Last night I flew from Rio de Janeiro to Salvador de Bahia, where I had responsively booked a hostel that I knew how to get to. But the flight got super delayed, so by the time we landed, buses weren’t running anymore. So I made friends with some yankies and suggested sharing a car – first tried to make friends with some Brazilians for a free ride, but no luck 😉 I walked up to the guy that was renting cars for Hertz, who wouldn’t have clients that late, and convinced him to take us for half the price of a taxi. We dropped off the yankies at their hotel by the beach; they were so lost and happy I had helped them that they gave me enough money for the full fare… woopy! But from there on, everything went wrong
The driver had no clue how to get to my hostel, he stopped and asked a junkie (really really junkie, nothing like the homeless in Santa Monica), who offered to guide us… the junkie was creeping by the car and every now and then would get tired and perch himself to the car windshield, like a bat. We drove like that through the creepiest neighborhoods I’ve seen in my life (the ones you envision when people talk about favelas, but without Ronaldo Nazario playing soccer), and I started thinking “that’s it, these two are accomplices… if I’m lucky, they’ll just rob me”. But no, they were really taking me to my hostel. The only problem was that after I paid the driver and they both left, I realized that all the doors and windows, including the ones of my hostel, were locked with bars (probably for a good reason).

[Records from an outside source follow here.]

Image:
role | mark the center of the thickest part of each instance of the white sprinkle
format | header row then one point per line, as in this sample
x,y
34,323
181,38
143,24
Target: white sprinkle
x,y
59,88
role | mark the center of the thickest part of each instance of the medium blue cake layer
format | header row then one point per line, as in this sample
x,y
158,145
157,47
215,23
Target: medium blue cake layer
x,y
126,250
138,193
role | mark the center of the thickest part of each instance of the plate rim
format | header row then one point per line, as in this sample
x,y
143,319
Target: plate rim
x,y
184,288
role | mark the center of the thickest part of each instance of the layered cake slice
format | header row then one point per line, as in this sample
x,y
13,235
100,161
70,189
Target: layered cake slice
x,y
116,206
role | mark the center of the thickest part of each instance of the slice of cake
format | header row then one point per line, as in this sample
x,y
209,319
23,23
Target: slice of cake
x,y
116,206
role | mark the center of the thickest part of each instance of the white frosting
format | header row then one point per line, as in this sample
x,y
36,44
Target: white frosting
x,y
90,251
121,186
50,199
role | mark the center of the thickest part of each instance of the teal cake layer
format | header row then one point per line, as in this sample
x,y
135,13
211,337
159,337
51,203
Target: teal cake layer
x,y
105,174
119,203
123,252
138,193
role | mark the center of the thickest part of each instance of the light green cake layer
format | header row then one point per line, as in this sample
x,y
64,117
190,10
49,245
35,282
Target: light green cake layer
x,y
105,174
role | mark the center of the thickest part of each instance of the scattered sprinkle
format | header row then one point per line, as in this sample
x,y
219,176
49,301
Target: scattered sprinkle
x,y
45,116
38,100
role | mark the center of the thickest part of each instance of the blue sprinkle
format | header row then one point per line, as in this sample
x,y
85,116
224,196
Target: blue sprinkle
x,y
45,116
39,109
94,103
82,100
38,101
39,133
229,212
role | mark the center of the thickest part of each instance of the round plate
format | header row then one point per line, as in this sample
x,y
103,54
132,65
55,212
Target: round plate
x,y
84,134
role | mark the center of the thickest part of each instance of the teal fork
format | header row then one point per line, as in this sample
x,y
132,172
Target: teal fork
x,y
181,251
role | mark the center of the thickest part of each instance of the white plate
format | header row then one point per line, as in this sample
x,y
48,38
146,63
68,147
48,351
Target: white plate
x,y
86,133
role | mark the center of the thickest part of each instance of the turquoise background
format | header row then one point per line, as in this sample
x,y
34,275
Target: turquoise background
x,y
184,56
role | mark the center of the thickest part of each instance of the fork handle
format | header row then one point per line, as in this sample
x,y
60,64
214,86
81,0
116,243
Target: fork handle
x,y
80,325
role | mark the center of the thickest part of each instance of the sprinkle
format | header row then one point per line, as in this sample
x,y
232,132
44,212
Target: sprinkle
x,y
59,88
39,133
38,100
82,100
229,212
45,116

And there I was, alone, looking like a tourist, at 2am in Pelourinho, the historical district that locals had warned my was “muito perigoso”. I started walking to not look so clueless, and a black kid came over and offered to take me to his family’s pousada. I followed him because I really didn’t have any better options… and well, I ended up in a guesthouse that is really cool and cheap. Though when I got there I still looked as scared as you can see in the picture.
In daylight, Pelourinho looks much nicer 🙂 In fact, it might be one of my favorite downtowns in the world, with its charming colorful buildings, the colonial central square, and the friendly people. It doesn’t hurt that today was the kickoff to the Festa Junina, a celebration that drives hundreds of people to the streets, to dance to African rhythms all night long. The geography of this Salvador is as interesting as the one in Rio. Basically there is a huge cliff that dives the city into two parts, the upper and the lower city. Although the cidade alta contains most of the cultural sites, it’s worth making a trip to the cidade baixa, to see the other half, e.g. the financial district and the port. It’s an nice walk down, but I’d recommend taking the iconic elevator Lacerda on the way up.
I spent my last day in Salvador chilling on the Port da Barra beach, which is quite picturesque with its lighthouse, but also quite crowded. I ran into the two yankies and they bought me some beers, because they felt so happy to see me alive… making friends!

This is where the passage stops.